Wakacje, których miało nie być....

Nasze relacje z wyjazdów do Chorwacji. Chcesz poczytać, jak inni spędzili urlop w Chorwacji? Zaglądnij tutaj!
[Nie ma tutaj miejsca na reklamy. Molim, ovdje nije mjesto za reklame. Please do not advertise.]
mutiaq
Cromaniak
Avatar użytkownika
Posty: 1892
Dołączył(a): 19.02.2007

Nieprzeczytany postnapisał(a) mutiaq » 11.09.2010 00:20

Trafiłam tu i już miejsca nie opuszczę :)
Pozdrawiam i czekam na cd !
sroczka66
Cromaniak
Avatar użytkownika
Posty: 2566
Dołączył(a): 25.08.2009

Nieprzeczytany postnapisał(a) sroczka66 » 12.09.2010 12:13

renatalato napisał(a):Lubię te miasta :lol: , a na twierdzę w Trogirze nie weszliście?


No nie, lenia jakiegoś miałam :oops: Ale, co się odwlecze.....


Jarek999 napisał(a):Miło odwiedzić z Tobą stare kąty :D


Zapraszam :D


twister07 napisał(a):Kolejna wyprawa do Baśki ze Sroczką :) tego nie mogę przegapić :D


Fajnie, że jesteś :D

majeczka napisał(a):Często bywam w zachodniopomorskim, napisz do mnie być może się wkrótce spotkamy? adres e-mail widoczny tylko dla zalogowanych na cro.pl


Napiszę :papa:

Joanka23 napisał(a):Witaj Sroczko!

Już ktoś to pisał, ale pozwolę sobie powtórzyć: bardzo ciepła ta Twoja relacja :)

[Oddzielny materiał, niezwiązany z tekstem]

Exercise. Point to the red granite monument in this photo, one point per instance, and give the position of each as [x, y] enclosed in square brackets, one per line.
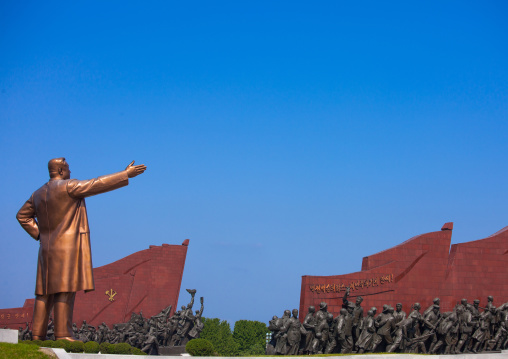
[148, 281]
[418, 270]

Nic tak nie dodaje skrzydeł, jak świadomość, że to, co robisz, podoba się innym :D

mutiaq napisał(a):Trafiłam tu i już miejsca nie opuszczę :)
Pozdrawiam i czekam na cd !


Ja również pozdrawiam :papa:
Elizasz
Cromaniak
Avatar użytkownika
Posty: 518
Dołączył(a): 05.07.2010

Nieprzeczytany postnapisał(a) Elizasz » 12.09.2010 14:01

Dotarłam, doczytałam, nadrobiłam i jestem już na bieżąco :)
sroczka66
Cromaniak
Avatar użytkownika
Posty: 2566
Dołączył(a): 25.08.2009

Nieprzeczytany postnapisał(a) sroczka66 » 13.09.2010 11:39

24, 25 lipca - nocne wianie, dzienne spacerowanie i fruwających majtek łapanie

W nocy z 23/24 lipca zaczęło strasznie wiać. Huczało, gwizdało, duło, czy jak to tam jeszcze nazwać - w każdym razie rok temu czegoś takiego nie przeżywałam. Rano wielkie zdziwienie - nie słychać cykad, choć słońce piękne i na niebie ani jednej chmurki.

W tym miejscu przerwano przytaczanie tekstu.